The EU was at first minded to compromise with Switzerland over free movement. But that changed after last year’s election in Britain returned a government with a mandate to renegotiate its EU membership. Fearful that concessions to the Swiss would be seized on by the British, the EU toughened its stance; the Brexit vote in June made things worse. Now the Swiss look set to back down. This week the lower house of parliament approved a law that encourages employers to recruit in Switzerland before looking abroad; hardly the strict curbs demanded by the right-wing Swiss People’s Party (SVP) that proposed the referendum.

Infuriated, the SVP could seek a second referendum to overturn the law, or to tear up the bilateral deals entirely. The Ticinese won’t wait: on September 25th they are set to approve a local initiative, backed by Mr Gobbi, to privilege Swiss workers over foreigners. The proposal is a legal nonsense; such matters are national rather than cantonal responsibilities. Much more of this sort of thing, says Mr Puffi, and he will move Precicast to Italy.

Given the choice, Swiss voters tell pollsters they would not ditch the accords with the EU to cut immigration. But hardliners think the backlash against migration across the EU means that one day Brussels will have to take a less rigid stance; and that it is in the EU’s interest to keep Switzerland happy. The parallels with the British debate are irresistible: Brexiteers, too, argue that the EU will have to bow before the will of referendum voters. Yet Britain’s vow to cut immigration from the EU will mean losing some access to the single market, possibly including the “passporting” rights that allow financial firms to operate freely across the EU. Confronted with the potential collapse of Britain’s most important trading relationship, the promise to keep out Polish workers will look less compelling, or so some pro-EU voices suggest.
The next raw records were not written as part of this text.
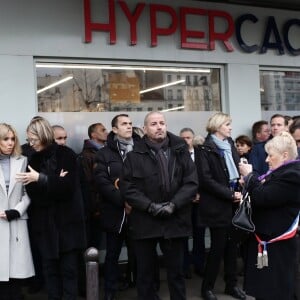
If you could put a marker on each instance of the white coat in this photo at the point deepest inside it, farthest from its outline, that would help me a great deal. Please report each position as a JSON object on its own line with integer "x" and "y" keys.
{"x": 15, "y": 253}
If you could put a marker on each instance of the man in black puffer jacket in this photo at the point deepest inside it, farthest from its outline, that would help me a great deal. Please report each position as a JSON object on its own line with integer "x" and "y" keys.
{"x": 159, "y": 181}
{"x": 108, "y": 166}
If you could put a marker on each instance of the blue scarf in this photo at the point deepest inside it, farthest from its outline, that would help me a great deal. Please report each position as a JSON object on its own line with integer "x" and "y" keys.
{"x": 225, "y": 146}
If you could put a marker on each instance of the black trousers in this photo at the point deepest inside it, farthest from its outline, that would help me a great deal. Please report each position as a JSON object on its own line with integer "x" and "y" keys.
{"x": 224, "y": 245}
{"x": 61, "y": 276}
{"x": 146, "y": 256}
{"x": 11, "y": 290}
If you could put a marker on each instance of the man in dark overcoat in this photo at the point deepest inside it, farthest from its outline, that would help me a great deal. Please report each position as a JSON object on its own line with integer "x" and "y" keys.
{"x": 159, "y": 181}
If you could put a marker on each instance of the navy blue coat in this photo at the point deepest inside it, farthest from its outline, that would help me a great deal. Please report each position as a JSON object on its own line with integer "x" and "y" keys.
{"x": 275, "y": 205}
{"x": 216, "y": 202}
{"x": 56, "y": 210}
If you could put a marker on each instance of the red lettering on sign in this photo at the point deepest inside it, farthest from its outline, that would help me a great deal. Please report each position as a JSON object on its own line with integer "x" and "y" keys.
{"x": 132, "y": 19}
{"x": 156, "y": 31}
{"x": 224, "y": 37}
{"x": 185, "y": 33}
{"x": 91, "y": 26}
The meaning of sovereignty
There is another lesson from the Alps. The Swiss are hanging tough for now on a further EU demand: that the “static” bilateral agreements become “dynamic”, meaning that Switzerland automatically accepts new developments in EU law, be they new rules from Brussels or rulings by the European Court of Justice. Foreign judges are as distrusted in Switzerland as they are in Britain, and the Swiss can in theory pick and choose which rules to apply (in practice many are simply copy-pasted from Brussels). Refusing the EU’s demands means Switzerland will be cut out of future single-market developments, such as energy integration.

Britain will face a similar dilemma. Whatever access it maintains to the single market, the rules will inevitably change; if Britain does not apply them automatically it will be progressively excluded from it. Britain may be far larger than Switzerland, a small country surrounded by the EU; and its security and police ties with the rest of Europe give it extra clout in striking a deal. But like Switzerland, Britain will face tough questions about what it means to preserve sovereignty when its biggest trading partner is making rules over which it will have no say.

Immigration could be the least of its worries.